В сущности, закрашен был лишь бархатный костюмчик. Он сиял изумрудной зеленью, будто новый, на нем не было и следа потертостей — ни на локтях, ни на коленях.
Лишь сейчас я понял, почему он решил придать этой одежке не тот скучный цвет, который был на самом деле, а иной — ярко-зеленый, свежий. Глаз художника угадал, что эта зелень даст эффектное сочетание с таким же юным и озорным цветом мальчишеских волос…
И это предощущение оправдалось.
С робким тщеславием модели, давшей художнику заряд вдохновения, смотрел я на то, как буйно полыхает на холсте рыжий костер моих кудрей.
Первое, что я сделал, когда в 1957 году отец был посмертно реабилитирован, — написал письмо в Киевский музей западного и восточного искусства.
Мол, так и так: не сохранились ли в музейных архивах какие-либо бумаги, связанные с его работой там? Может быть, остались его фотографии, хотя бы служебные, с документов? И еще: нет ли в запасниках музея полотен его кисти? Я отдаю себе отчет в том, что он — не Веласкес, не Гойя, но вдруг?..
Понимаете, написал я, не осталось никакого следа о человеке, о его жизни, даже могильного камня не осталось… Но ведь он — был!
Долгое время на это письмо не было ответа. И я уж почти смирился с тем, что ответа не будет.
Как вдруг получаю конверт со штемпелем киевской почты. А в нем — страничка машинописного текста.
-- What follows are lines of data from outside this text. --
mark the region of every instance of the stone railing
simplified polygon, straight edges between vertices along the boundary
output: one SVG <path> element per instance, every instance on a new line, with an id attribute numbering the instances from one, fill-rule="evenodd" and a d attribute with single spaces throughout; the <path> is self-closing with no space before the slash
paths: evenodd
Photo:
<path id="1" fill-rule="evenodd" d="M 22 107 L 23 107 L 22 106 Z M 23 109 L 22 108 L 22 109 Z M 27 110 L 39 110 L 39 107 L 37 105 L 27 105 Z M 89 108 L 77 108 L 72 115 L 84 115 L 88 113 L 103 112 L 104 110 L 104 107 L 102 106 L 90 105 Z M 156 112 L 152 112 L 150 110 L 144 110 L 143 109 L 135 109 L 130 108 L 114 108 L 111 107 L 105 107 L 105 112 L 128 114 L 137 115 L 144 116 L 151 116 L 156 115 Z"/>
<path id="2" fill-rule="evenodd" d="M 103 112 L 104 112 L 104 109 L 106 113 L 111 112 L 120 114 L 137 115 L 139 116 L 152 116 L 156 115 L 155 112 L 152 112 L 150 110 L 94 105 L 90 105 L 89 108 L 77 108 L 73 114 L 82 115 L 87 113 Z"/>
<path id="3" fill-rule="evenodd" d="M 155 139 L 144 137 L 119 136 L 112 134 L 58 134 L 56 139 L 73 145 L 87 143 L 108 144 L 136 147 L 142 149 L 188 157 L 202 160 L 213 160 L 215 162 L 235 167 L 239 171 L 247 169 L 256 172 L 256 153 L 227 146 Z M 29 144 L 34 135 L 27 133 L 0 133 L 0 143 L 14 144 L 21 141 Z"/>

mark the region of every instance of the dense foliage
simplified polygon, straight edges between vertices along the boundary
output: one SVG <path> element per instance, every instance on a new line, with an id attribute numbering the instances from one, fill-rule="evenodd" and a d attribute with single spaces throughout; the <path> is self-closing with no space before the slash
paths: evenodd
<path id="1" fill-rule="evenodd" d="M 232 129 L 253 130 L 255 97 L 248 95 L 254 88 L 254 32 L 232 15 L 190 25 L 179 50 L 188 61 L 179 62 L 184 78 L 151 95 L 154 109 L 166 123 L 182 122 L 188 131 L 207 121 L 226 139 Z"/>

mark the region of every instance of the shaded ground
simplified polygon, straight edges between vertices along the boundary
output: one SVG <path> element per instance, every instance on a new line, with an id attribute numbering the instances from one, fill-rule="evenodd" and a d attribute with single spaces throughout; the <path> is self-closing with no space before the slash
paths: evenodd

Уважаемый Александр Евсеевич,
прошу прощения, что с большим опозданием пишу ответ. Отец Ваш, действительно, работал в музее до 1936 года, а потом перешел, если не ошибаюсь, в Киевскую киностудию. В музее до начала войны хранился один натюрморт Вашего отца. Но по возвращении в Киев (1945 г.) я узнал, что в фондах музея ничего не осталось — всё было разграблено фашистскими захватчиками. Я проверил архив, думал, может быть, в личном деле осталось фото, но и личные дела, оказывается, были сожжены.
Вот, к сожалению, всё, что мне известно.
Если встречу кого-либо из старых работников кинофабрики, что весьма мало вероятно (сейчас там. новые люди), я обязательно спрошу и напишу Вам.
С уважением
Но больше писем не было. И встретиться лично нам тоже не довелось.
Впоследствии, читая научные труды и листая обычные экскурсионные путеводители, я часто находил в них фамилию директора Киевского художественного музея Василия Федоровича Овчинникова. Многое узнал о подвиге во имя искусства — иначе это не назовешь! — совершенном в годы войны сотрудниками музея. Под огнем, в неразберихе и панике всеобщего бегства, они сумели запаковать в ящики и отправить в тыл — на Волгу, на Урал, — более ста наиболее ценных творений живописи, античную и восточную терракоту, средневековую бронзу, эмали, серебро.
В одной из предыдущих глав я поведал об опасностях, которым подвергалась в те дни жемчужина музея — «Портрет инфанты Маргариты» кисти Веласкеса.
В сорок пятом все эти сокровища, в целости и сохранности, вернулись в ханенковский особняк близ Крещатика.
Вероятно, мое давнее письмо в киевский музей было не единственным запросом, на который пришлось отвечать его директору.
В архивной папке, которую я изучал в Киеве летом девяностого, мне попался служебный рапорт оперативного работника, в котором были такие строки:
«…Овчинников, знающий Рекемчука по работе в художественном музее, сообщил, что в 1934 году он (Рекемчук) работал зав. отделом западного и восточного искусства, по профессии он был журналист… В 1936 году он уволился и поступил работать якобы на кинофабрику… впоследствии ему стало известно, что Рекемчук в 1937 году был арестован и осужден… Овчинников близко с Рекемчуком не общался, но помнит его как неплохого художника…»
Вот ради этих последних слов, очень лестных, когда они звучат из уст директора художественного музея, я и процитировал здесь докладную записку опера.